For a full minute, Edward is silent. Then he says softly: ‘Hannah is nine
… She was nine.’
‘This is going to take some time to … to get used to.’
‘Can I see my wife? Where is she?’
Niall hesitates. ‘One thing at a time, Northy …’
Edward eyes him, as if recognizing him for the first time. ‘Did you say you were still at the Foreign Office?’
‘Yep. And you can come back to work for us whenever you feel ready, in whatever capacity.’
‘Says who?’
Niall looks embarrassed. ‘Says me.’
‘I don’t understand.’
‘I’ll explain later.’
‘Tell me now. What grade are you?’
Niall looks away. ‘I’m the Permanent Undersecretary.’
Edward tries to sit up. ‘You?’
‘For the moment. There’s a general election expected soon and the new lot will probably want their own man in.’
‘Sir?’
Niall studies the floor and nods. ‘But I don’t use it. Tell me about the people who kidnapped you.’
Something happens to Edward’s eyes, as though a shadow is passing over them. ‘They …’
‘Do you remember anything about when you were captured?’
‘Everything went black.’
‘You were in a convoy. There was an ambush. Your Land Cruiser was hit by an RPG.’
Edward frowns. ‘Who were they?’
‘We figured it would be local opportunists who didn’t know they’d got a high-value target. We had a press blackout and notified the Met’s Hostage and Crisis Negotiation Unit. But nothing. No demands. No video posted on the web. We had no idea where you were.’

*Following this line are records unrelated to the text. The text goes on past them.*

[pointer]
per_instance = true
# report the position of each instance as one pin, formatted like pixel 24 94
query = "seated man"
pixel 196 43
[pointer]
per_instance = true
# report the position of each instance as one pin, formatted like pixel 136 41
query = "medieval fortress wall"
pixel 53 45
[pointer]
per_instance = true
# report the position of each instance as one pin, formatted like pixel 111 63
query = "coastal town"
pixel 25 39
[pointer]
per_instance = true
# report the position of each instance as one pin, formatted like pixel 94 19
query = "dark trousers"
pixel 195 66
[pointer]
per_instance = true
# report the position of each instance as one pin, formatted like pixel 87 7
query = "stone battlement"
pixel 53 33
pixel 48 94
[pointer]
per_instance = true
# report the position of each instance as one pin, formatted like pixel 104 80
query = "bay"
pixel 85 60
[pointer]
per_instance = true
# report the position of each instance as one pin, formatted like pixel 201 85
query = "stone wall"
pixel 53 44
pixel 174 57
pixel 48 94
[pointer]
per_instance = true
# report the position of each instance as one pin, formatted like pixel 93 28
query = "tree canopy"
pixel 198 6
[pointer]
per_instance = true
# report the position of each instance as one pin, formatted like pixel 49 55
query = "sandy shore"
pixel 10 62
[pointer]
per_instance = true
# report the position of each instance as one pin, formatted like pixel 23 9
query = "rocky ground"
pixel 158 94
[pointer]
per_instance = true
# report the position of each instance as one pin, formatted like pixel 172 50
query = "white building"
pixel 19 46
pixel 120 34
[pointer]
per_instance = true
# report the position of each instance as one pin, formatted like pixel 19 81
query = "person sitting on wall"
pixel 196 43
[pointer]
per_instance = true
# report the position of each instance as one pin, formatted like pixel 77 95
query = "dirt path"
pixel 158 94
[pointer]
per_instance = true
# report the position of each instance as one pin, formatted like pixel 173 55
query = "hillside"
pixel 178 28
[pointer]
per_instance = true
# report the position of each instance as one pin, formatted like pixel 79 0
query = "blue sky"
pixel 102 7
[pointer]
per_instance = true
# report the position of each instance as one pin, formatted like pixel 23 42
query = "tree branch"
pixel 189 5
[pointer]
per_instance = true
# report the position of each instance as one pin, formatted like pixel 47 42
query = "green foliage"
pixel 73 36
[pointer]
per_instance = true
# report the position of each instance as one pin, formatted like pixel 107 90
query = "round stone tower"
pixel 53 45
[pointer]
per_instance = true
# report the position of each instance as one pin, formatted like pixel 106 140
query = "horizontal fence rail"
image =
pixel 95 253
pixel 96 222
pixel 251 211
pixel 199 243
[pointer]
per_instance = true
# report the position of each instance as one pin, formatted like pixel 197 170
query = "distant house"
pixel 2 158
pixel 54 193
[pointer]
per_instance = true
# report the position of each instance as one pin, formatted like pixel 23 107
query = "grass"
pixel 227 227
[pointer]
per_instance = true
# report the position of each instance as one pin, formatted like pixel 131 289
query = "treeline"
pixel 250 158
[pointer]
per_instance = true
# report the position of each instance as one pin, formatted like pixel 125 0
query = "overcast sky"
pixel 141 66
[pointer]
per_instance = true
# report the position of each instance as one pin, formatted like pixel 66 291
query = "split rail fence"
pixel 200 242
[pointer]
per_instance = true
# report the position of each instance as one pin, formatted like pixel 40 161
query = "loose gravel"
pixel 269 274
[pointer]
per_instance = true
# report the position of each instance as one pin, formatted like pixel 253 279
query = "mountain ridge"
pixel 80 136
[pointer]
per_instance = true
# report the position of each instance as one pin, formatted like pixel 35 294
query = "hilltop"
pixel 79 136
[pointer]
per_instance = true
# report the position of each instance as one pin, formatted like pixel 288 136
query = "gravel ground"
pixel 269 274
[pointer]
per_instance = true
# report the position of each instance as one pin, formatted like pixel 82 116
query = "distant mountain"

‘I was underground. In a cave. It was dark.’ Edward grimaces, as if a bubble of pain has entered his blood. ‘Do we have to do this now?’
‘No. Whenever you are ready. I understand.’
‘Can I see Frejya?’
‘You’ve lost a lot of weight.’
‘I want to see my wife.’
‘I’ve brought a mirror.’
Niall hands over a mirror, but Edward does not look in it. Instead he places it face down on the bed. His eyes look distant and cloudy again; the eyes of a dead man.